Global efforts, including partnerships between international donors and national governments, pour millions into monitoring and enforcement. The technology isn’t perfect, but local buy-in raises the odds of success. One program in West Africa managed to cut fake medicine rates in markets by nearly half, simply by training trusted locals and investing in visible labeling and track-and-trace apps.
The story of Lumefantrine reads as a snapshot of ongoing struggle and stubborn hope. Each year brings new threats—climate change widens mosquito habitats, migration redistributes malaria risk, and local health systems stretch under new strains. Science must keep pace, with fresh funding for research into next-generation medicines as a hedge against resistance. Still, Lumefantrine-based combination therapies hold down the fort, thanks to a blend of biological insight, practical packaging, and field-level cooperation.
The continuing evolution of malaria calls for vigilance and resilience.
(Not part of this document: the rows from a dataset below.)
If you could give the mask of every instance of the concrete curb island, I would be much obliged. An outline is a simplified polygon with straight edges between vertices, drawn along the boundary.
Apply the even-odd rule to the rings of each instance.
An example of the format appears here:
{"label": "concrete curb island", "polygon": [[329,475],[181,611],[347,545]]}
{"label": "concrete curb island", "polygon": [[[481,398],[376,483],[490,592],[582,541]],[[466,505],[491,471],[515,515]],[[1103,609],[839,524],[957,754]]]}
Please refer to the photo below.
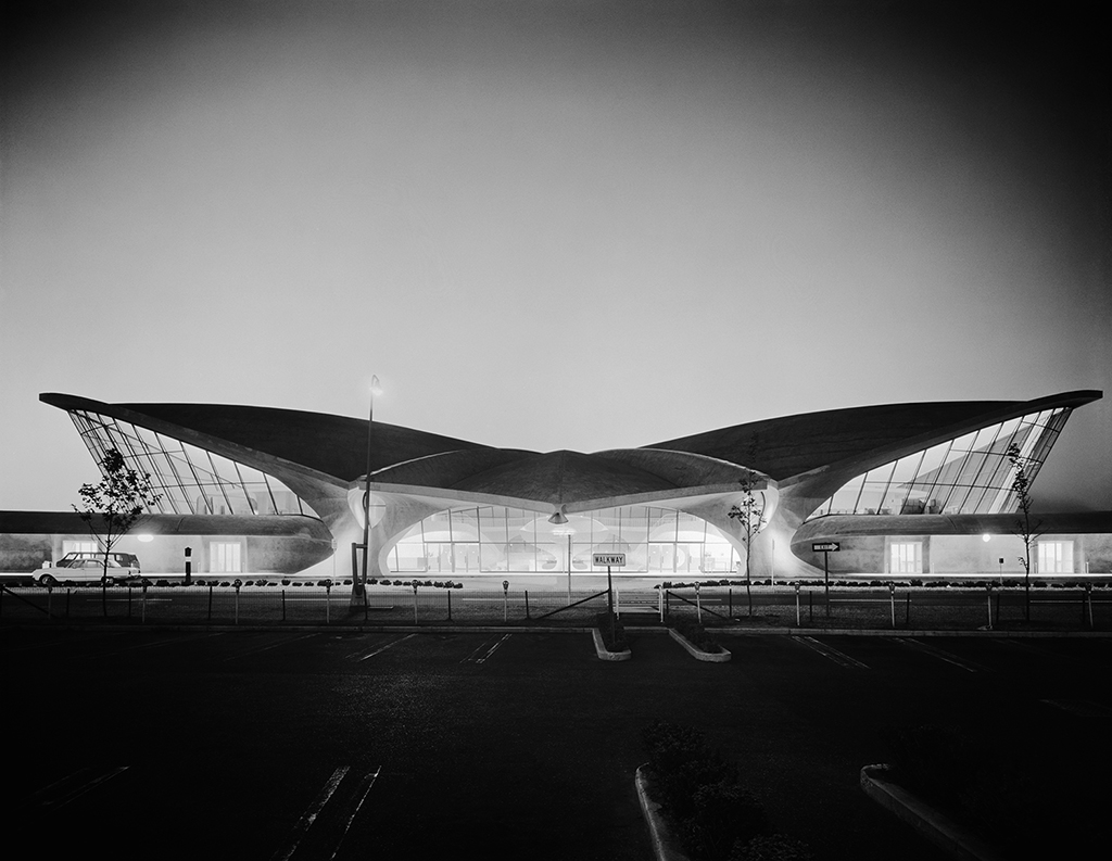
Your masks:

Local adaptation remains crucial—what works in one country may not work in another. Health authorities need to watch ongoing efficacy research, especially as new reports of treatment failures trickle out from Southeast Asia and parts of Africa. Communities that build lasting trust with health systems—honoring local knowledge, sharing feedback, distributing updated materials—form the backbone of effective malaria control.
The next wave of improvements could come from smarter packaging designs, oral suspensions for young children, and simplified scheduling for busy families. Digital reminders, brightly colored dose calendars, and better integration with nutrition programs all show promise. Funding these innovations means putting resources where the burden is greatest. Patients need accessible, trustworthy care, while health workers need reliable, easy-to-administer medicines backed by robust supply chains.
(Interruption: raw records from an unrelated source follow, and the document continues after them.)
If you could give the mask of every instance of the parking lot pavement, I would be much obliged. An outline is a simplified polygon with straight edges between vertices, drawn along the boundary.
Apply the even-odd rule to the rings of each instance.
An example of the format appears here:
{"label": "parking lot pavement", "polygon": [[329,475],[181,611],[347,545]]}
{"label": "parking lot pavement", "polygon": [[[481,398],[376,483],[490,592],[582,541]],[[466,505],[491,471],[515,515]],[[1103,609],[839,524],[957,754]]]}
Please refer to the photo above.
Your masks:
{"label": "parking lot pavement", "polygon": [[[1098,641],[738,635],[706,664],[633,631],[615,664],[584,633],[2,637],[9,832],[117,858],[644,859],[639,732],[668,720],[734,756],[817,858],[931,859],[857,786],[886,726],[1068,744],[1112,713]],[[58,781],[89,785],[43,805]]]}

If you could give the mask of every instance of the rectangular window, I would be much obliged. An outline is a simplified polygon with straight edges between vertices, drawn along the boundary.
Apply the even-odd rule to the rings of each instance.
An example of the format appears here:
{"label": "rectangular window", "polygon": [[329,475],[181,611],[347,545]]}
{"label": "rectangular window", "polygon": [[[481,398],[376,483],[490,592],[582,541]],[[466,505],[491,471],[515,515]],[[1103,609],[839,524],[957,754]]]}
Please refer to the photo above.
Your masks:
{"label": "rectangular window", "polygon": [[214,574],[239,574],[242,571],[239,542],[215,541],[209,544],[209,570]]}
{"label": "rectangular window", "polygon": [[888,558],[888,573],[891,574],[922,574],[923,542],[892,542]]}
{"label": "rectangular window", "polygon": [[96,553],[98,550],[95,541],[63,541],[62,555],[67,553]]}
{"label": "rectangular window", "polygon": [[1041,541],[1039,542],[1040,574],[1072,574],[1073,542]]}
Stepping into clinics in places as varied as Mozambique or Cambodia, the landscape shifts, but the experience with Lumefantrine sticks—a tin roof rattling in the rain, a waiting line full of children, the hope in a parent’s eyes. Simple measures can help: clear instructions repeated patiently, access to oil or milk to take with the tablet, consistency from one health worker to the next. In areas where access to care changes with the season or the weather, reliable medicines offer the difference between a regular life and relentless suffering.
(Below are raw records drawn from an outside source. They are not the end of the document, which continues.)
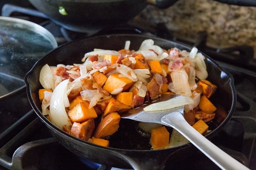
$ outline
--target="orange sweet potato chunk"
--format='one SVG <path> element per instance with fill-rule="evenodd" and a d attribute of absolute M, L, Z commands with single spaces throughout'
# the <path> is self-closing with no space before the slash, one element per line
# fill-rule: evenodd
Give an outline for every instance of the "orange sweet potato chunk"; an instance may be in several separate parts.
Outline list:
<path fill-rule="evenodd" d="M 161 64 L 161 67 L 162 67 L 163 69 L 165 71 L 167 74 L 169 74 L 170 73 L 170 72 L 168 71 L 168 65 L 165 64 Z"/>
<path fill-rule="evenodd" d="M 130 79 L 119 77 L 119 74 L 114 73 L 108 78 L 102 88 L 111 93 L 115 89 L 123 88 L 123 91 L 131 86 L 134 82 Z"/>
<path fill-rule="evenodd" d="M 151 71 L 158 74 L 163 73 L 163 69 L 159 60 L 152 60 L 149 61 L 149 67 Z"/>
<path fill-rule="evenodd" d="M 78 103 L 68 112 L 73 122 L 82 122 L 90 118 L 97 117 L 97 113 L 93 108 L 89 108 L 90 103 L 87 101 Z"/>
<path fill-rule="evenodd" d="M 167 148 L 169 146 L 170 134 L 164 126 L 151 130 L 150 141 L 153 149 Z"/>
<path fill-rule="evenodd" d="M 117 131 L 120 119 L 120 115 L 116 112 L 109 114 L 99 124 L 93 137 L 101 138 L 112 135 Z"/>
<path fill-rule="evenodd" d="M 139 54 L 135 57 L 136 63 L 134 64 L 134 69 L 148 69 L 149 67 L 147 63 L 146 62 L 146 59 L 141 54 Z"/>
<path fill-rule="evenodd" d="M 217 86 L 206 80 L 202 80 L 198 82 L 198 86 L 202 90 L 203 95 L 209 98 L 216 91 Z"/>
<path fill-rule="evenodd" d="M 207 132 L 209 128 L 208 125 L 201 119 L 196 122 L 192 126 L 192 127 L 203 135 Z"/>
<path fill-rule="evenodd" d="M 97 138 L 93 137 L 91 142 L 94 144 L 105 147 L 109 146 L 109 141 L 101 138 Z"/>
<path fill-rule="evenodd" d="M 69 106 L 68 107 L 68 110 L 70 110 L 74 107 L 75 105 L 76 105 L 78 103 L 80 102 L 83 102 L 85 101 L 85 100 L 83 100 L 83 98 L 82 98 L 81 95 L 79 95 L 77 97 L 76 97 L 75 99 L 73 100 L 70 104 Z"/>
<path fill-rule="evenodd" d="M 132 92 L 122 92 L 117 94 L 116 98 L 118 101 L 127 105 L 131 106 L 132 105 Z"/>
<path fill-rule="evenodd" d="M 90 119 L 81 123 L 74 122 L 70 129 L 70 134 L 76 138 L 88 141 L 92 135 L 95 126 L 93 119 Z"/>
<path fill-rule="evenodd" d="M 117 56 L 113 56 L 109 54 L 106 54 L 104 55 L 103 60 L 108 60 L 110 61 L 111 65 L 113 65 L 115 63 L 118 58 Z"/>
<path fill-rule="evenodd" d="M 201 97 L 198 108 L 201 111 L 206 113 L 213 113 L 217 109 L 215 106 L 204 95 Z"/>
<path fill-rule="evenodd" d="M 124 104 L 113 98 L 111 98 L 107 106 L 103 116 L 104 117 L 111 112 L 122 112 L 130 108 L 130 106 Z"/>
<path fill-rule="evenodd" d="M 45 91 L 48 91 L 49 92 L 53 92 L 52 90 L 49 89 L 39 89 L 38 91 L 38 94 L 39 94 L 39 99 L 40 100 L 40 101 L 41 101 L 41 102 L 42 102 L 42 101 L 43 101 L 43 100 L 44 99 L 44 93 Z"/>
<path fill-rule="evenodd" d="M 96 71 L 93 73 L 92 75 L 95 82 L 99 84 L 101 87 L 102 87 L 106 82 L 108 78 L 104 74 L 99 71 Z"/>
People’s trust grows not simply from the act of prescribing, but from follow-through—home visits, check-ins, and ongoing dialogue. These practices anchor the public health message: malaria can break through defenses, but smart medicine paired with trusted care holds it back. The dignity of the patient, too often overlooked, sits at the center of every successful campaign. Clinics that thrive turn away from purely technical descriptions and meet families on common ground.
In summary, Lumefantrine brings history, real-world evidence, and continued utility to the table. The numbers speak volumes—deaths reduced, outbreaks contained, lives rebuilt—but the human stories, passed along by clinicians, nurses, and patients themselves, matter just as much. No solution exists in isolation, yet Lumefantrine remains a key driver in comprehensive malaria control efforts, especially where resilience and adaptation write the rules of daily survival. Its future success will depend as much on ongoing vigilance and local buy-in as on the chemistry inside each tablet.